Handle GRPC channel on client side

Hi all,
I’m creating a GRPC Client using grpc that deals only with unary RPCs.
I want to use the same gRPC channel as much as possible and not open new ones for each request.
So I decided to create a GenServer that is responsible for

  • creating the channel on app start
  • keeping the channel open and try to reopen if it was lost for some reason

My goal was to keep my app running when the gRPC Server is down and be able to re-create the connection once the Server is back again.

Genserver code

defmodule App.GRPCChannel do
  use GenServer
  require Logger

  alias App.Settings

  # client
  def start_link(_) do
    GenServer.start_link(__MODULE__, :ok, name: __MODULE__)
  end

  def channel() do
    case GenServer.call(__MODULE__, :channel) do
      %GRPC.Channel{} = channel -> {:ok, channel}
      _ -> {:error, :no_connection}
    end
  end

  # server
  @impl true
  def init(_) do
    initialize_channel()
  end

  @impl true
  def handle_info({:gun_down, _, _, _, _}, _state) do
    Logger.debug("GRPC Server not connected.")

    {:noreply, :no_connection}
  end

  @impl true
  def handle_info({:gun_up, _, _, _, _}, state) do
    Logger.debug("GRPC Server connected")

    {:noreply, state}
  end

  @impl true
  def handle_info({:gun_up, pid, _}, :no_connection) do
    Process.exit(pid, :kill)

    Logger.debug("GRPC Client killed zombie Gun process, pid: #{inspect(pid)}")

    {:noreply, :no_connection}
  end

  @impl true
  def handle_info({:gun_up, pid, _}, state) do
    if pid != state.adapter_payload.conn_pid do
      Process.exit(pid, :kill)
      Logger.debug("GRPC Client killed zombie Gun process, pid: #{inspect(pid)}")
    end

    {:noreply, state}
  end

  @impl true
  def handle_call(:channel, _from, channel) do
    case channel do
      %GRPC.Channel{} = channel -> {:reply, channel, channel}
      :no_connection -> restart_channel()
    end
  end

  defp restart_channel() do
    case initialize_channel() do
      {:ok, :no_connection} -> {:noreply, :no_connection}
      {:ok, channel} -> {:reply, channel, channel}
    end
  end

  defp initialize_channel() do
    address = Settings.iam_service_url()
    opts = Settings.iam_service_connection_opts()

    Logger.debug("GRPC Client connecting to gateway at #{address}")

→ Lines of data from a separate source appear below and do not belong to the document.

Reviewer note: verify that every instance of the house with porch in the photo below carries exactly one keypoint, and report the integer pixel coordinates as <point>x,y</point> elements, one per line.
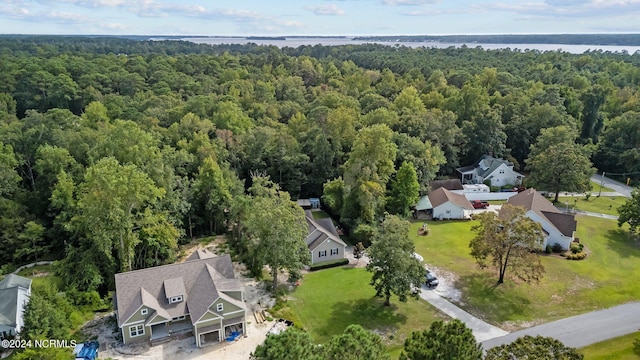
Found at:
<point>498,172</point>
<point>448,205</point>
<point>559,228</point>
<point>15,291</point>
<point>323,240</point>
<point>200,296</point>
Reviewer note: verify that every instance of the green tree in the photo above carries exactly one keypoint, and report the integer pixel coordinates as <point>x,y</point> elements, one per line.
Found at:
<point>533,348</point>
<point>370,165</point>
<point>356,343</point>
<point>404,189</point>
<point>395,270</point>
<point>277,228</point>
<point>291,344</point>
<point>629,212</point>
<point>508,242</point>
<point>557,163</point>
<point>448,341</point>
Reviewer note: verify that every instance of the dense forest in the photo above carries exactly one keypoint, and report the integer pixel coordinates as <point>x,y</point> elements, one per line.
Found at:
<point>113,151</point>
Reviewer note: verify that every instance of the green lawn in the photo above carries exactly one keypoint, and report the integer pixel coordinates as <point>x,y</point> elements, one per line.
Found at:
<point>568,287</point>
<point>604,204</point>
<point>621,348</point>
<point>329,300</point>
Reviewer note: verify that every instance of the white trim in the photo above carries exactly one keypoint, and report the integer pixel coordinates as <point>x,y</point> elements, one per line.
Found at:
<point>233,312</point>
<point>138,334</point>
<point>130,316</point>
<point>208,307</point>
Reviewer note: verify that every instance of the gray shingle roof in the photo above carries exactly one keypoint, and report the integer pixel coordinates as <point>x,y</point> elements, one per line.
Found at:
<point>203,281</point>
<point>319,233</point>
<point>442,195</point>
<point>532,201</point>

    case GRPC.Stub.connect(address, opts) do
      {:error, error} ->
        Logger.critical("GRPC Client could not connect to GRPC Server. Message: #{error}")
        {:ok, :no_connection}

      {:ok, channel} ->
        Logger.debug("GRPC Client connected to the gateway at #{address}, using channel: #{inspect(channel)}")
        {:ok, channel}
    end
  end
end

The main ideas are

  • to only try to re-create the connection once channel() is called and it is a :no_connection.
  • use the default gun adapter and its messages to get info about the inner http server state - and based on that return have the channel itself or :no_connection as Genserver state.

When a gRPC request is fired it starts with fetching the channel every time, like this:

  def authenticate(resource_id, access_token) do
    with {:ok, %GRPC.Channel{} = channel} <- get_grpc_channel(),
         {:ok, %AuthenticateRequest{} = request} <- build_authenticate_request(resource_id, access_token),
         {:ok, %AuthenticateResponse{} = response} <- Stub.authenticate(channel, request) do
      {:ok, %{success: response.success, user_id: response.user_id}}
    else
      {:error, :iam_service} -> {:error, :iam_service}
      {:error, %GRPC.RPCError{} = _error} -> {:error, :unauthenticated}
    end
  end

  defp get_grpc_channel() do
    try do
      GRPCChannel.channel()
    catch
      :exit, _ -> {:error, :iam_service}
    end
  end

I need to catch the Genserver’s error here since it may exit when it couldn’t create a channel.

By trial and error (switching on and off the GRPC server) I noticed that the GRPC server might bring down my entire app due to the Supervisor retry logic, so I try to avoid it.
I also noticed that after restarting the GRPC server, the old gun process might re-connect and come back while the new one is also alive, that’s why I’m killing it, to keep only 1 alive.

I’m wondering how bad ideas are these…

All feedbacks are welcomed.

You might want to create a backoff strategy for your supervisor (or you can add that logic in your genserver), here is a small example of how this can be achieved: erlang - Supervisors with backoff - Stack Overflow

Thanks! I was thinking about it, but than I was thinking I only need the channel when a request wants to use it. In that case channel() will either return an existing channel or try to create one. With a backoff I’ll do the retry earlier in an automated manner, but I’m not sure what would be the benefit of doing that.